不動産管理会社
- 2020年7月7日
- 読了時間: 3分
ものすごく久しぶりに不動産管理会社(不動産所有だが)の決算をやっている。
めちゃくちゃ面倒くさい
古巣ではほぼほぼ不動産管理会社がクライアントで、毎月決算をやっていたわけなのだが、正直よくやってたなと思う。
独立して改めて感じるのだが、不動産管理会社について誤解されているところがあると思うので、今日はそんな話を。
世間(税務署員含めて)の不動産管理会社のイメージとして
① 脱税してる
② 実態が無い
③ 処理が楽 (だから顧問料安くしろ)
というのがある気がする。
が、そんなことはない。
まず①だが、
税理士が関与している以上はそんなことは出来ない。
よく言われるのが管理料分だけ所得税が低くなることであったり、給与が適正では無いという話。
これについては所得税が低くなる分法人税が発生しているわけだし、給与が適正でなかったとしても給与には所得税がかかるわけだから結局同じ。
法人化すると税負担が全体的に減少するという話自体は不動産管理会社に限った話ではないので、不動産管理会社特有の話ではない。
ただ、不動産を持っているというだけで、「法人運営とは何か?」という意識が低い人が多いのは事実。
それでも素人が会社作れば誰だって最初そんなもんでしょ?という範囲内というのが個人的な感想です。
次に②
確かに「分譲マンションの管理って何よ?」というのはわかる。
分譲マンションの場合、管理組合が存在するわけだから、管理なんか必要無い。
が、1棟アパートとなると話が変わる。
確かに不動産業者に管理委託をすることはするのだが、彼等そんなに管理業務しているわけではないのだ。
見回りといっても月1回(業者によっては報告書無いからそれも怪しい)、物件の清掃をするわけでもなく、基本的には入居者対応窓口でしかない。
しかも、意思決定はオーナーに頼るしかないため、やっていることはメッセンジャーでしか無いのだ。
優秀な担当は見積とかを言わなくても用意したうえで提案してくれるが、そんな担当者ばかりではない。
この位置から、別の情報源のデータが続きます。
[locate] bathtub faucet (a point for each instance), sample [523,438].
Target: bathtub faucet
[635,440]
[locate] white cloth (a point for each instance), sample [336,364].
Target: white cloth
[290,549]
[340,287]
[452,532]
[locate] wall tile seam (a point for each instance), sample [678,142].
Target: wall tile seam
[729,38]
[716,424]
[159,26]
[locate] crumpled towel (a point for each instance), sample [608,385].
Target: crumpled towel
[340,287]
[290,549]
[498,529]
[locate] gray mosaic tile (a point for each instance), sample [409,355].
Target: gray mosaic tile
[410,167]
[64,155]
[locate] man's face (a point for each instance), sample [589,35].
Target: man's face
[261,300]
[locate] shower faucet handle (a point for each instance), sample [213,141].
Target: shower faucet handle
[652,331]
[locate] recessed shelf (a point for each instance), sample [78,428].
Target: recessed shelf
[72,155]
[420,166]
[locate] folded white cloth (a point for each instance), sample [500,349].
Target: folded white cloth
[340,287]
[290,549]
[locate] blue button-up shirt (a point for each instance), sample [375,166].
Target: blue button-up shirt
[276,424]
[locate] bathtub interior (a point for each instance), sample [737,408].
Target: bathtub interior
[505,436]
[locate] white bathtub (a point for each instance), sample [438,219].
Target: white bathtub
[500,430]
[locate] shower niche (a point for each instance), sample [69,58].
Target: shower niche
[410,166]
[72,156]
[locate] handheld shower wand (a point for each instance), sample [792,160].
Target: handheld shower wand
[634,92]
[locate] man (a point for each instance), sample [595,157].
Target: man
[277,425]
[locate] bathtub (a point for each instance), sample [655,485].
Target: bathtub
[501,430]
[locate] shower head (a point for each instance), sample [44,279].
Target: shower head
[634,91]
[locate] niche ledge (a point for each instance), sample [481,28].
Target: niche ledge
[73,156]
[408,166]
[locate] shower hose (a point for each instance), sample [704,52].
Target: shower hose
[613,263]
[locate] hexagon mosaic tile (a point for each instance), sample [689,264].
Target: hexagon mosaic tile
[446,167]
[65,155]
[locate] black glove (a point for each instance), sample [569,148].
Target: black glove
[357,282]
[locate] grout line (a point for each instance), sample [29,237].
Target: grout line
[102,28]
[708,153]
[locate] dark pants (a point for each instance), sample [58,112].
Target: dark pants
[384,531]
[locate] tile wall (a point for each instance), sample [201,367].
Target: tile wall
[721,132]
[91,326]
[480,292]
酷いと「入居者怒らせてどーする」みたいなこともある。
※ 業者からすると管理業務というのは地味で単価が低いので、やる気無い人間も多いのだ。
「業者の言う通りにしておけば安定した収入が得られる」なんて夢のような話は無い。
そういう意味では実態が無いということは無いのだ。
そして③
逆に面倒と言いたい。
不動産管理会社と言っても個人と無関係では無いので、お金のやり取りはある。
個人の帳簿と法人の帳簿を突合する必要があり、これが面倒なのだ。
契約書の作成等も、一般の会社であれば、取引先との関係があるからちゃんとしているのだが(していないケースもあるが)
同族法人とオーナーだといい加減になりやすく、そこに歯止めを掛けねばならないので手がかかる。
経理担当者がいるわけも無いので、資料の不足や抜けも多く、気を使わないといけない分だけ時間もかかる。
そのくせ設立目的が節税だったりするので、納税額には人一倍敏感なので、先回りして納税予測をしておく必要があり、先回りに時間かかるのだ。
※普通の会社は社長ですら売上が読めないのでそんなに先回りすることは無い。
これはこれで高度なスキルや知識が要求される分野なのだが、誤解も多い。
これをご覧の皆様にはご理解いただけると喜ばしいです。